Review Details
A TRIBUTE TO MESSIAEN DR FLORIAN WILKES
Alsn Cooper
22 October 2008
KING’S COLLEGE CHAPEL
Dr Florian Wilkes of St. Hedwig’s Cathedral, Berlin gave the third recital in the series of events celebrating the life and work of the unique French composer Olivier Messiaen (1908-1992). The present series of lectures, concerts and workshops is presented in collaboration with the Cathedral Church of St. Machar and also falls under the remit of the s-o-u-n-d Festival 2008.
This was the second recital dealing with the composer’s earlier output and consisted of three of his most celebrated works: Apparition de l’Église éternelle (1932), the fourth part of his Livre d’Orgue entitled Chants d’oiseaux (1951) and Les Corps glorieux (1939).

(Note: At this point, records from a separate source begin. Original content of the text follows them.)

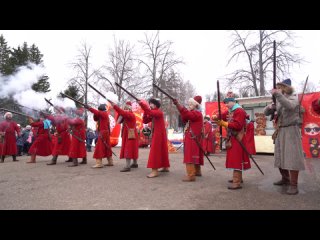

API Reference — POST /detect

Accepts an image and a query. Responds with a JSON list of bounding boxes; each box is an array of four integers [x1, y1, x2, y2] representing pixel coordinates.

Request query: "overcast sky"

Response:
[[0, 30, 320, 97]]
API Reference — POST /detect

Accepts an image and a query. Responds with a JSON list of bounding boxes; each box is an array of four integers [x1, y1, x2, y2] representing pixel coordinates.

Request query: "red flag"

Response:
[[299, 92, 320, 158]]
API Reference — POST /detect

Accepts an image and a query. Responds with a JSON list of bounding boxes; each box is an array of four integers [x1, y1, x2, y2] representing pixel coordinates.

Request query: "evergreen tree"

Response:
[[31, 76, 51, 93], [0, 35, 10, 75]]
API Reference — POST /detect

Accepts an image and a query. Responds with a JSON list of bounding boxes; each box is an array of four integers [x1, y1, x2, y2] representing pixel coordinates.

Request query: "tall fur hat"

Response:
[[223, 91, 236, 103], [98, 104, 107, 111], [149, 98, 161, 108], [3, 112, 12, 119], [189, 96, 202, 106]]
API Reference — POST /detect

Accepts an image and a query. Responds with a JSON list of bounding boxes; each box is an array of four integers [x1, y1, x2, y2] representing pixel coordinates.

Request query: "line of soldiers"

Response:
[[0, 79, 310, 194]]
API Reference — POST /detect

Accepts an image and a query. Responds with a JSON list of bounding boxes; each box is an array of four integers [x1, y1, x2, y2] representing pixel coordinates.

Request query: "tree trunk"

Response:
[[259, 30, 266, 96]]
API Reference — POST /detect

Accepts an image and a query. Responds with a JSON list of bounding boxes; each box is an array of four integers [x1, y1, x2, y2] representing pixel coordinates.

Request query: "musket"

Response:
[[153, 84, 216, 170], [217, 80, 222, 150], [177, 143, 184, 151], [14, 103, 50, 115], [115, 82, 140, 102], [44, 98, 63, 114], [88, 83, 114, 103], [61, 93, 88, 108], [15, 103, 40, 112], [299, 75, 309, 116], [270, 40, 277, 121], [0, 108, 33, 119], [153, 83, 174, 101]]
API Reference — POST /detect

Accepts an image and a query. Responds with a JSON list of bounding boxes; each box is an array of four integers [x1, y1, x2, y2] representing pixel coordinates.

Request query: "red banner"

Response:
[[205, 102, 228, 152], [299, 92, 320, 158]]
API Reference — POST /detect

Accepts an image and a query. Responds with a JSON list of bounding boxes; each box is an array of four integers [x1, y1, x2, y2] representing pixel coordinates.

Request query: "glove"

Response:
[[216, 120, 229, 128], [172, 99, 178, 105], [211, 114, 219, 122]]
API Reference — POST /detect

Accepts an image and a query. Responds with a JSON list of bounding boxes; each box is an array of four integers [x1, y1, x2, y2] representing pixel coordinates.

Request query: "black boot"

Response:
[[68, 158, 78, 167], [80, 157, 87, 164], [47, 156, 58, 165], [273, 168, 290, 186]]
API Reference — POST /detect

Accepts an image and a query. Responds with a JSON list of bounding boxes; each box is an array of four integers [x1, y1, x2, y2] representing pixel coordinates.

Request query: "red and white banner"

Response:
[[299, 92, 320, 158], [205, 102, 228, 152]]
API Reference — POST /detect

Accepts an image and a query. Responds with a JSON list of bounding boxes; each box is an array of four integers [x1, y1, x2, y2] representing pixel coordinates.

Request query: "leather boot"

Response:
[[104, 157, 113, 167], [147, 168, 158, 178], [80, 157, 87, 164], [228, 174, 243, 183], [68, 158, 78, 167], [273, 168, 290, 186], [47, 156, 58, 165], [228, 170, 242, 190], [27, 155, 37, 163], [182, 163, 196, 182], [195, 164, 202, 177], [92, 158, 103, 168], [287, 170, 299, 195]]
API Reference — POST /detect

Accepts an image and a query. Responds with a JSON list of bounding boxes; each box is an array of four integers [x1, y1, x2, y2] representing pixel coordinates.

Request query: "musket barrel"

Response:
[[0, 108, 32, 118], [115, 82, 139, 102], [217, 80, 222, 150], [61, 93, 86, 107], [153, 83, 174, 100], [88, 83, 109, 101]]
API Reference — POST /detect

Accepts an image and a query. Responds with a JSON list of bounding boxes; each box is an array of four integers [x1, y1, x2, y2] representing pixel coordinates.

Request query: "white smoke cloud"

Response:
[[104, 92, 118, 104], [13, 89, 48, 109], [51, 98, 76, 108], [0, 63, 45, 98], [0, 63, 76, 111]]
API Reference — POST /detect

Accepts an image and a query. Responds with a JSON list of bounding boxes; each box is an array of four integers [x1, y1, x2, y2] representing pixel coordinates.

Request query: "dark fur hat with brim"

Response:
[[149, 98, 161, 108], [277, 78, 293, 94]]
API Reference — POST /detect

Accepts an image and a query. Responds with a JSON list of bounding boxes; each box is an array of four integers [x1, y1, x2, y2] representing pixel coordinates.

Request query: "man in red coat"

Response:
[[67, 108, 87, 167], [88, 104, 113, 168], [27, 114, 52, 163], [47, 108, 72, 165], [173, 96, 203, 182], [246, 115, 256, 155], [311, 98, 320, 114], [139, 98, 170, 178], [202, 115, 215, 155], [0, 112, 20, 163], [111, 101, 139, 172], [212, 92, 251, 190]]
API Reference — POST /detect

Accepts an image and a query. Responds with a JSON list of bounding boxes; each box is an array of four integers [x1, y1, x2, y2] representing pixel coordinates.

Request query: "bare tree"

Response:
[[227, 30, 304, 96], [296, 80, 317, 93], [139, 31, 183, 97], [69, 42, 96, 126], [97, 37, 143, 102]]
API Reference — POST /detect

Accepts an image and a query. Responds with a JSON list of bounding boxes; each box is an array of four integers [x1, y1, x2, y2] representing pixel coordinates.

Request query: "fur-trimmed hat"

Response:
[[3, 112, 12, 119], [57, 107, 66, 113], [98, 104, 107, 111], [124, 101, 132, 110], [189, 96, 202, 106], [149, 98, 161, 108], [75, 108, 84, 116], [223, 91, 236, 103], [277, 78, 291, 87]]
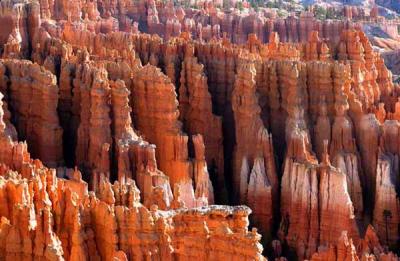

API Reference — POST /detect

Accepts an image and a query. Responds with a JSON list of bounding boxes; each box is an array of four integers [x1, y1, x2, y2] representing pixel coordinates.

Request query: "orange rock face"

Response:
[[0, 0, 400, 261]]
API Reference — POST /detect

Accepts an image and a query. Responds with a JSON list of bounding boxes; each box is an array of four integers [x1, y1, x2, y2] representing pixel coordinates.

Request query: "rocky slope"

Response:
[[0, 0, 400, 260]]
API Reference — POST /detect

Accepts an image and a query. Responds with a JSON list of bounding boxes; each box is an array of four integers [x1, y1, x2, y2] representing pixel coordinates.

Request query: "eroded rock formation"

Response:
[[0, 0, 400, 260]]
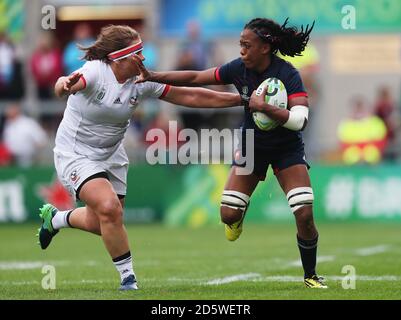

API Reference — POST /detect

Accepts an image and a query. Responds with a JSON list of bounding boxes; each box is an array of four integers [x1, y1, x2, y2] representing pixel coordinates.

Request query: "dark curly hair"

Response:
[[244, 18, 315, 57]]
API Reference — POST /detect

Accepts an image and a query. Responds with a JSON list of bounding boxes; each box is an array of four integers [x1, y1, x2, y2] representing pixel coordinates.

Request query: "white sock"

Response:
[[52, 210, 72, 230], [113, 251, 135, 282]]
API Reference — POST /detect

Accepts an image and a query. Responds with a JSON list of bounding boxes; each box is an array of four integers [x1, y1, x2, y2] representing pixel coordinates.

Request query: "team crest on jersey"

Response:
[[70, 170, 79, 183], [94, 88, 106, 104], [129, 96, 138, 107]]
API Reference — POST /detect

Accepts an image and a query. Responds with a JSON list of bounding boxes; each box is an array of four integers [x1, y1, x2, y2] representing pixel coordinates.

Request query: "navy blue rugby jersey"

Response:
[[215, 55, 307, 151]]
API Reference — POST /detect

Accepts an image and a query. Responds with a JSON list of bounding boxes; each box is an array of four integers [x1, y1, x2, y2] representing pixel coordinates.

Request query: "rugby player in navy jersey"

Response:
[[137, 18, 327, 288]]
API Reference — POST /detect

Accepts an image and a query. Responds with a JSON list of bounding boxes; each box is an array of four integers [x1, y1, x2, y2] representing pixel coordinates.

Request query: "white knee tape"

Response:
[[287, 187, 314, 212], [221, 190, 249, 211]]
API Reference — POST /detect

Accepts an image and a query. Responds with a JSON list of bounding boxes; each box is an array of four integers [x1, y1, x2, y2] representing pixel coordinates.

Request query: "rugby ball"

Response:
[[252, 78, 287, 131]]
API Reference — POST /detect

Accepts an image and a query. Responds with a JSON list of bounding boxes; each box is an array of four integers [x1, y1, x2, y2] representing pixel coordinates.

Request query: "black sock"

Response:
[[297, 235, 319, 278]]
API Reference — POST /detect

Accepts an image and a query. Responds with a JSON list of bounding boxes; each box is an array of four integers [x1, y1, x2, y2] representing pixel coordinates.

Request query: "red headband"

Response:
[[107, 41, 143, 61]]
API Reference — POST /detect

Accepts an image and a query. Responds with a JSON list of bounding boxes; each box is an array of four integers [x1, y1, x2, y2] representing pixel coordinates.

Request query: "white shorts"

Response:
[[54, 144, 129, 199]]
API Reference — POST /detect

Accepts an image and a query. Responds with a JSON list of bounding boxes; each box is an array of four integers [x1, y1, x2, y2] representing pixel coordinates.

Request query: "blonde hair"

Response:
[[78, 25, 139, 63]]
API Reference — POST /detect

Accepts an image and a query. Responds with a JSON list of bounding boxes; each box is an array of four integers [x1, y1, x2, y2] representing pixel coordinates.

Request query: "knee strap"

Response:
[[287, 187, 314, 213]]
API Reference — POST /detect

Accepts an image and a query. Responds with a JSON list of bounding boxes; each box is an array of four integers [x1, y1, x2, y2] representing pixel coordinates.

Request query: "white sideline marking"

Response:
[[250, 275, 401, 282], [284, 256, 336, 267], [0, 273, 401, 286], [0, 261, 69, 270], [206, 273, 260, 285], [355, 244, 390, 256]]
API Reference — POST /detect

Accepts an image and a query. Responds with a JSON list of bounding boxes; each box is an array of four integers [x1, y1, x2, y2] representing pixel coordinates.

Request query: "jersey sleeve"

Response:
[[75, 61, 99, 92], [141, 81, 170, 99], [214, 59, 238, 84], [285, 68, 308, 99]]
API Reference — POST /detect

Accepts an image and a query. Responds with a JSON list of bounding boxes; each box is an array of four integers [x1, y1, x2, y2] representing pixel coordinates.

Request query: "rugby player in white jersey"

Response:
[[38, 25, 241, 290]]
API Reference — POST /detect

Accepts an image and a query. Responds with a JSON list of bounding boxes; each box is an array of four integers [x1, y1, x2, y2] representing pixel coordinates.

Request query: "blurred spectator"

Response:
[[0, 142, 12, 167], [337, 98, 387, 165], [175, 20, 213, 130], [31, 32, 63, 99], [3, 104, 48, 167], [374, 87, 399, 160], [0, 32, 14, 87], [177, 20, 212, 70], [63, 23, 95, 74], [0, 32, 24, 99]]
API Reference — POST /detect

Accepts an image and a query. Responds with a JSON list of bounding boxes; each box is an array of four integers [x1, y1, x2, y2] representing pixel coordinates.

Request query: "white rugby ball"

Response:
[[252, 78, 287, 131]]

Messiaen was a musical prodigy entering the Conservatoire at the age of eleven. There would seem to be a vast chasm in musical style and taste between Dukas, Widor and Marcel Dupré on the one hand and Boulez, Stockhausen and Xenakis on the other, yet one person links them together and that is Messiaen. The first three were among his teachers at the Conservatoire; the second three were among his pupils.
There is no question however that Messiaen rather than being an intermediary between these two musical worlds is a completely unique figure in music. Although his music lies firmly within the long tradition of French composers for organ in the importance of the sounds and timbres which he exploits, nothing before or after him sounds quite the same. That was the first thing that struck me when listening to Dr Florian Wilkes as he played some of Messiaen’s most genuinely idiosyncratic music.
Messiaen was first and foremost an organist and it was for this instrument, or should I say those many instruments that he composed his finest pieces. Messiaen’s organ at L’Église de la Sainte-Trinité in Paris was an 1858 Cavaillé-Coll. Florian Wilkes gave his first recital of Messiaen’s music on the Father Willis instrument in St Machar’s Cathedral while the instrument on which he played the current recital was the Aubertin in King’s College Chapel. I wonder what Messiaen himself would have made of it.
It seemed to me that after listening to several performances of Apparition de l’Église éternelle before setting off for the concert, mostly played on instruments by Cavaillé-Coll, that Dr Wilkes was taking the piece at a comparatively brisk pace and perhaps losing some of the portentous quality of the music. On the other hand, his tempo allied to the clear transparent sound of the Aubertin Organ made far more musical sense of this piece. The repeated undercurrents in the pedals came through much more clearly and bound the music together in a thoroughly shapely and satisfying way. The rich chords were therefore carried forward by this sense of impetus and the arc of the music became more apparent.
The characteristic stops of the Aubertin also added spice to the birdsongs of Chants d’oiseaux. I myself am not familiar enough with birdsong to tell whether the songs of blackbird, robin, song thrush and nightingale are accurate but what the French would call les rythmes saccadées of the songs with the tiny pauses in their phrasing sounded convincing to me. What splendid playing!
The final section of the recital was the most fulsome, a real tour de force of organ playing. This was Les Corps glorieux with its seven extended sections. The opening unison section followed on beautifully from the Chants d’oiseaux and found an echo later in the music of L’ange aux parfums. The repetition of rhythm and harmony in the ostinatos of Les eaux de la grace were somehow hypnotic and intoxicating while the deep pedals and stabbing chords at the opening of Combat de la mort et de la vie were alarming. The final sections of the work had a more formal sense of structure leading to a stunning conclusion that left the audience quite breathless but they soon recovered enough to give Florian Wilkes a resounding ovation. I would be fascinated to know what the many young members of the large audience thought of this recital.